09-05-2023 | By Stephen Francis Vasta | Issue 129

No, he's not a misprint


Alexis Ffrench, piano. Sony Music Masterworks

Ffrench: Peace; When the Bells Ring; St. Andrews. J.S. BACH (arr. Ffrench): Jesu, Joy of Man's Desiring; Sheep May Safely Graze.

Before I address the album contents, I'm going to allow myself a brief rant.
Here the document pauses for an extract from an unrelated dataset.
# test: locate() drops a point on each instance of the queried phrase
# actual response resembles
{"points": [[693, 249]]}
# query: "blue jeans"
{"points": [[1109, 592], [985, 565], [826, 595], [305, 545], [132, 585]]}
Sony's biographical note tells us that "Alexis Ffrench is reframing classical music and proving that the genre is alive and evolving and accessible to all." We've been hearing similar things from Shante Thake, the new Chief Artistic Officer at Lincoln Center, and others there about wanting a performing arts complex "for everyone." I'm sorry, but this is drivel. Classical music is, in fact, "accessible to all"—to all, that is, who take the time actually to listen to it; to say otherwise is, frankly, incredibly patronizing, if not worse. Some music is "harder" to understand, yes, but that doesn't make it "élitist"—some books are equally demanding, and we haven't scrapped the libraries (yet). And the free market takes care of the popular forms very well: the advocacy of august artistic institutions may represent a major round of institutional virtue-signaling.
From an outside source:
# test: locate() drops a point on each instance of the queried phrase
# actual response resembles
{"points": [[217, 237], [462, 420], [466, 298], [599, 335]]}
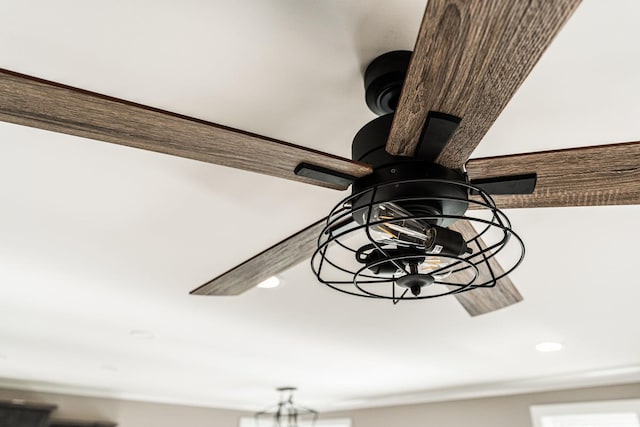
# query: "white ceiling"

All right, end of the rant.

I wasn't previously familiar with jazz-and-classical pianist-composer Alexis Ffrench—yes, two "f"s—who has some high-powered credits, including some contributions to the Coronation Concert back in May. (I didn't catch those, but I did hear some of the Monteverdi Singers and John Eliot Gardiner, who's currently having his problems.) This five-track EP was apparently inspired by Mr. Ffrench's visit to the Scottish Highlands with his young son; but, for all the talk about the soloist's "deep reverence for nature," I can't say I picked up on anything explicitly pictorial in his pleasant original compositions. Mr. Ffrench projects them with an artist's sense of varied colors and layered textures, but—with a linear rumination here, a meditative chorale there—they remain relatively anodyne. St. Andrews, with its added-sixth and -seventh chords, offers the most substance, but it still reminded me of a better-quality Wyndham Hill.

The two Bach pieces are fine—at least, what we get of them. Neither arrangement ever gets to what I'd call "the good stuff": he scraps both of the conflicted minore sections in favor of invented material. He also repoints some of the obbligatos in Jesu, Joy of Man's Desiring, which didn't bother me, since this isn't an "authentic" performance. (The Earlye Musicke Crowde will hardly be listening to this, anyway.)
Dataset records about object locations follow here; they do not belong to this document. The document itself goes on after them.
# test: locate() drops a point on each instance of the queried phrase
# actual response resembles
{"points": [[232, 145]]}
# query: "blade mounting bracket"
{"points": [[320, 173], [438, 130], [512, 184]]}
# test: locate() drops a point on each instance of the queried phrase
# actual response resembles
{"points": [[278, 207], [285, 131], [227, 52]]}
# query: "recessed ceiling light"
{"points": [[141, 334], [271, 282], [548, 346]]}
Numerous digital piano recordings have been shallow, especially in the keyboard's uppermost reaches. This program avoids that problem, but it's oddly "furry" and unfocused. (Full disclosure: I streamed this over IDAGIO, the free version of which only provides mp3s. Still, I've never heard an mp3 transfer that so compromised a good CD-quality recording.) The central track, When the Bells Ring, is also accompanied by a lot of odd clicking—like performance noises on a guitar, but the piano doesn't do this—and even what sound like footsteps in the background. Curious.

Neither Sony's website nor its announcement included a catalogue number for this release. Perhaps it doesn't have one—which, for download and streaming, isn't really necessary. Still, it might stymie some listeners' attempts to organize older and newer downloads in the same folders.